Single-event characterization of digitally controlled oscillators (DCOS)
Chen, Yanran
:
2014-04-16
Abstract
Single-event effects (SEEs) in Digitally Controlled Oscillators (DCOs) are characterized in this work. Single-event strikes happening in the flipflops (FFs) of the registers of the DCOs would lead to oscillating frequency errors. Single-event strikes in actual oscillator part of the circuit would result in duty cycle, missing pulse errors, or harmonic errors. Overall single event performance of the DCOs is not severely dependent on the fine-tuning topologies of the DCOs. Though previously undocumented, SE Harmonic errors exhibit longer-lasting frequency changing effects on the clock signal comparing with SE duty cycle or missing pulse errors.

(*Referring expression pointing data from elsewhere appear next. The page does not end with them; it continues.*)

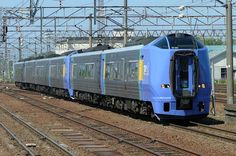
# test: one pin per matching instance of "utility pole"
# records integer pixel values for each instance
(230, 108)
(6, 68)
(125, 21)
(20, 47)
(90, 31)
(41, 30)
(229, 54)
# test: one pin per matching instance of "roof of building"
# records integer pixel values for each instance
(217, 57)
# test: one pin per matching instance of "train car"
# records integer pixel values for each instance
(30, 74)
(167, 78)
(19, 73)
(57, 76)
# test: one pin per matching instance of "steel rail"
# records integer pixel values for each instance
(204, 133)
(17, 139)
(213, 128)
(62, 114)
(56, 144)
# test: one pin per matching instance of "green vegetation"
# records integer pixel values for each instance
(211, 41)
(223, 81)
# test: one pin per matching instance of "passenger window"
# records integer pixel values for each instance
(114, 70)
(132, 70)
(199, 44)
(162, 44)
(60, 71)
(89, 70)
(53, 71)
(86, 70)
(75, 70)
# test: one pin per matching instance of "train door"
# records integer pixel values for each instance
(184, 78)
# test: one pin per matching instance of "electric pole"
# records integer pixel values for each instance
(229, 54)
(125, 21)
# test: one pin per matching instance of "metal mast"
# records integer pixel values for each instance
(101, 19)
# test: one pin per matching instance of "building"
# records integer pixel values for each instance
(218, 62)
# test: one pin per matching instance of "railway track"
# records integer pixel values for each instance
(152, 146)
(41, 138)
(203, 129)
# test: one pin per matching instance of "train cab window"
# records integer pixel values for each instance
(162, 44)
(132, 71)
(199, 45)
(181, 41)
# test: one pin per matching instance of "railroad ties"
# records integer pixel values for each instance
(136, 144)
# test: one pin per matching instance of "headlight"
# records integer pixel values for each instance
(202, 85)
(165, 86)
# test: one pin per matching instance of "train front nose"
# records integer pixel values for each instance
(184, 78)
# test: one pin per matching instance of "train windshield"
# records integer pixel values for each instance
(181, 41)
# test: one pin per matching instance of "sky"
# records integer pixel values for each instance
(19, 3)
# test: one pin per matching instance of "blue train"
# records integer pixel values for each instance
(167, 78)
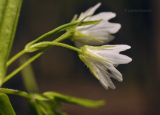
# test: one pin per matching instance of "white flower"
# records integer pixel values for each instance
(101, 61)
(99, 33)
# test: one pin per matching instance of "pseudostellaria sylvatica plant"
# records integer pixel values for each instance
(91, 35)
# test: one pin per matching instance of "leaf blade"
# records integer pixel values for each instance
(9, 10)
(5, 105)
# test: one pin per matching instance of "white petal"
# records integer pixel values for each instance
(104, 77)
(114, 73)
(116, 58)
(102, 16)
(89, 12)
(115, 48)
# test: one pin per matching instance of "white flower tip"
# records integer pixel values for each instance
(111, 15)
(128, 60)
(97, 5)
(116, 27)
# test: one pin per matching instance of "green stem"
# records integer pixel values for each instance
(22, 52)
(68, 47)
(12, 74)
(62, 28)
(14, 92)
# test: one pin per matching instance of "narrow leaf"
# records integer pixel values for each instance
(73, 100)
(9, 14)
(28, 76)
(5, 105)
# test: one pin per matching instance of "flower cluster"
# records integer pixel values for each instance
(99, 58)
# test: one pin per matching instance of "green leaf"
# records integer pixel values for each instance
(9, 14)
(28, 76)
(73, 100)
(5, 105)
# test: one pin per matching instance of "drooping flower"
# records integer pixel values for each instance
(102, 60)
(99, 33)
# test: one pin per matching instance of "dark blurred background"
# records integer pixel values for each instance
(61, 70)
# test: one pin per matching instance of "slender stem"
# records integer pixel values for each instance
(22, 52)
(8, 77)
(62, 28)
(14, 92)
(66, 46)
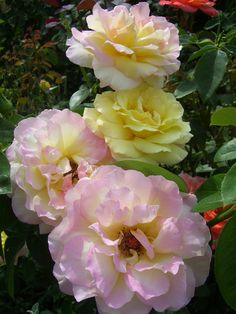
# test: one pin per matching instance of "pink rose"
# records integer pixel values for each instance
(126, 47)
(131, 242)
(49, 154)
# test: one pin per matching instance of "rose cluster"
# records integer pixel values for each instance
(128, 240)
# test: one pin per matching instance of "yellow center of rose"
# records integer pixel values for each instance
(73, 172)
(128, 242)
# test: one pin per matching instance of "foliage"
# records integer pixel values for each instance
(35, 75)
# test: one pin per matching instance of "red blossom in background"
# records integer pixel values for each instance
(191, 6)
(218, 228)
(193, 183)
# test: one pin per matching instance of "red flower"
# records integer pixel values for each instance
(192, 6)
(217, 229)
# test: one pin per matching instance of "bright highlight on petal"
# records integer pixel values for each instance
(143, 123)
(49, 154)
(126, 47)
(154, 262)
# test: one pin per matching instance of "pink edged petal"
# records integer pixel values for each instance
(81, 293)
(110, 76)
(143, 214)
(166, 193)
(18, 206)
(104, 237)
(141, 237)
(169, 237)
(148, 284)
(119, 295)
(140, 11)
(65, 285)
(164, 263)
(134, 306)
(181, 290)
(105, 277)
(200, 266)
(75, 256)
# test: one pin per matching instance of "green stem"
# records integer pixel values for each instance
(85, 77)
(222, 216)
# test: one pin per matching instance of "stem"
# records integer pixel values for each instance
(85, 77)
(222, 216)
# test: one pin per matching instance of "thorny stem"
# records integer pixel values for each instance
(222, 216)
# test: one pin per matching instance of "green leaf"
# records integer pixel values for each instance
(185, 88)
(226, 152)
(5, 183)
(209, 72)
(78, 97)
(12, 247)
(225, 263)
(150, 169)
(224, 117)
(228, 187)
(197, 54)
(209, 194)
(5, 104)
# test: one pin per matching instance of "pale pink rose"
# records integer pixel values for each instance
(49, 154)
(126, 47)
(193, 183)
(131, 242)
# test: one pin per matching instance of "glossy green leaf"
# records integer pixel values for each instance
(224, 117)
(6, 131)
(209, 72)
(150, 169)
(225, 263)
(5, 104)
(228, 187)
(197, 54)
(78, 97)
(209, 194)
(226, 152)
(12, 247)
(185, 88)
(5, 183)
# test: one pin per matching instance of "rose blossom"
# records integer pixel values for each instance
(193, 183)
(134, 245)
(192, 6)
(218, 228)
(48, 155)
(126, 47)
(144, 123)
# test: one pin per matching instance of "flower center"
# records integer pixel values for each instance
(128, 242)
(73, 172)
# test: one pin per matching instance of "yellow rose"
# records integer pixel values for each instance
(142, 123)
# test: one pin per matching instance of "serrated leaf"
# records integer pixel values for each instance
(6, 131)
(150, 169)
(12, 247)
(225, 263)
(224, 117)
(209, 194)
(197, 54)
(226, 152)
(185, 88)
(78, 97)
(5, 183)
(209, 72)
(228, 186)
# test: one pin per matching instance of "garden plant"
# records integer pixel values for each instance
(118, 157)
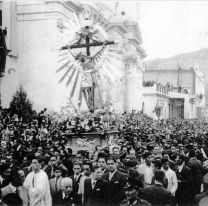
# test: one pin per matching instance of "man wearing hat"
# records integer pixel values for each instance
(131, 192)
(147, 168)
(5, 172)
(156, 194)
(170, 175)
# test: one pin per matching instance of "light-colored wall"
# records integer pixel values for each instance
(164, 76)
(10, 81)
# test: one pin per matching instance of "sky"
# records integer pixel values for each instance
(169, 27)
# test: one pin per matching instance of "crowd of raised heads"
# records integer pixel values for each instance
(148, 162)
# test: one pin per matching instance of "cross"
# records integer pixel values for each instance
(87, 45)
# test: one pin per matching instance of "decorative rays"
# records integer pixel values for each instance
(71, 71)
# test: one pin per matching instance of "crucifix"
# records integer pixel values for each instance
(88, 62)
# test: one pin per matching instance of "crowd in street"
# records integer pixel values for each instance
(149, 162)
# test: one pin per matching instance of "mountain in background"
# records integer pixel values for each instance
(186, 61)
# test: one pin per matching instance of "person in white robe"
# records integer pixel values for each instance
(38, 186)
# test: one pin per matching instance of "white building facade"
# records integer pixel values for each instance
(35, 31)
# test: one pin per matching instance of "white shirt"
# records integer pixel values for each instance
(38, 189)
(111, 174)
(180, 167)
(147, 171)
(172, 180)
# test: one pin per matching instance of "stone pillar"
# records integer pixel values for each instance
(133, 74)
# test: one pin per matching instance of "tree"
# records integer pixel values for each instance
(21, 105)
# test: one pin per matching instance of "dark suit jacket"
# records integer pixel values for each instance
(185, 182)
(115, 192)
(197, 170)
(97, 195)
(76, 183)
(157, 195)
(71, 200)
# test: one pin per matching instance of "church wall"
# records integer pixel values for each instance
(186, 77)
(9, 83)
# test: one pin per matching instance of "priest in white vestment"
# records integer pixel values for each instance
(38, 186)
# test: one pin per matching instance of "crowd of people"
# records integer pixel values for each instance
(149, 162)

SE harmonic errors are errors where multiple transitions show up in a clock cycle in- duced by SETs. We propose the accumulated phase error metric to quantify the characterized SE harmonic error. Circuit simulations show that SE harmonic error can induce up to 60π radians of accumulated phase error over 8.5 ns in a 40-nm DCO operating at 2.97 GHz. The large accumulated phase error could potentially cause an ADPLL to go out of lock for up to 8.5ns corrupting data in all systems dependent on the DCO. The lower limit of SET pulse widths to generate SE harmonic error is the largest gate’s propagation delay in the ring and the upper limit of the pulse width is the total loop delay of the DCO subtracted by the largest gate’s propagation delay in the ring. The lower and upper limits of SET pulse widths in a 40-nm DCO correspond to collected charge range of 25 fC to 335 fC (defined as collected charge window). The harmonic error mechanism is validated with both Spectre simulation results of a 40-nm DCO and electrical testing on ring oscillators composed of discrete components with FPGA performing error injection. By making the fine-tuning cell have a propagation delay of over 1/3 of the total loop delay could effectively eliminate the existence of harmonic errors.